When Can You Fit a Linear Probability Model? More Often Than You Think

In July 2015 I pointed out some advantages of the linear probability model over the logistic model. The linear model is much easier to interpret, and the linear model runs much faster, which can be important if the data set is large or the model is complicated. In addition, the linear probability model often fits about as well as the logistic model, since over some ranges the probability p is almost linearly related to the log odds function ln(p(1-p)) that is used in logistic regression.

As a rule of thumb I suggested that the linear probability model could be used whenever the range of modeled probabilities is between .20 and .80. Within that range the relationship between the probability and the log odds is almost linear.

LEARN MORE IN ONE OF OUR SHORT SEMINARS

Figure 1. The relationship between probability and log odds over the range of probabilities from .2 to .8.

This is reasonable advice, and similar advice has been given before (Long, 1997). But it doesn’t go far enough. There is a wider range of circumstances where the linear probability model is viable.

For example, in a new paper Joe Workman and I used a multilevel model to analyze obesity among US children in kindergarten through 2^nd grade—an age range over which the probability of obesity increases from .09 to .13. Since these probabilities are less than .20, you might guess that we couldn’t use the linear probability model. But we could, and we did. The linear model ran very quickly, whereas the logistic model can be slow when used in a multilevel context. The linear model also gave us very interpretable results; for example, we could write that “during the summer, children’s probability of obesity increases by approximately 1 percentage point per month.” And we didn’t lose any sleep about model fit; the linear model fit practically as well as a logistic model, because over the range of probabilities from .09 to .13 the probability is almost linearly related to the log odds.

Figure 2. The relationship between probability and log odds over the range of probabilities from .09 to .13.

The basic insight is that the linear probability model can be used whenever the relationship between probability and log odds is approximately linear over the range of modeled probabilities. Probabilities between .2 and .8 are one range where approximate linearity holds—but it also holds for some narrow ranges of probabilities that are less than .2 or greater than .8.

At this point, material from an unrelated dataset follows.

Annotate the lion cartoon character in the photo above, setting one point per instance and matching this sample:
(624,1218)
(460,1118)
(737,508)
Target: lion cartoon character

I still haven’t gone far enough. When the relationship between probability and log odds is nonlinear, there are still situations where the linear probability model is viable. For example, if your regressors X are categorical variables, then you’re not really modeling a continuous probability function. Instead, you’re modeling the discrete probabilities associated with different categories of X, and this can be done about as well with a linear model as with a logistic model—particularly if your model includes interactions among the X variables (Angrist & Pischke, 2008, chapter 3; Pischke, 2012).

I don’t think that the linear probability model is always viable. I do use the logistic model sometimes. For example, looking at 30 years of data from the Belmont Stakes horse race, I found that the probability of an upset was strongly related to the number of horses that started the race. The more horses started, the more likely it became that one of them would upset the favorite. The relationship looked like this.[1]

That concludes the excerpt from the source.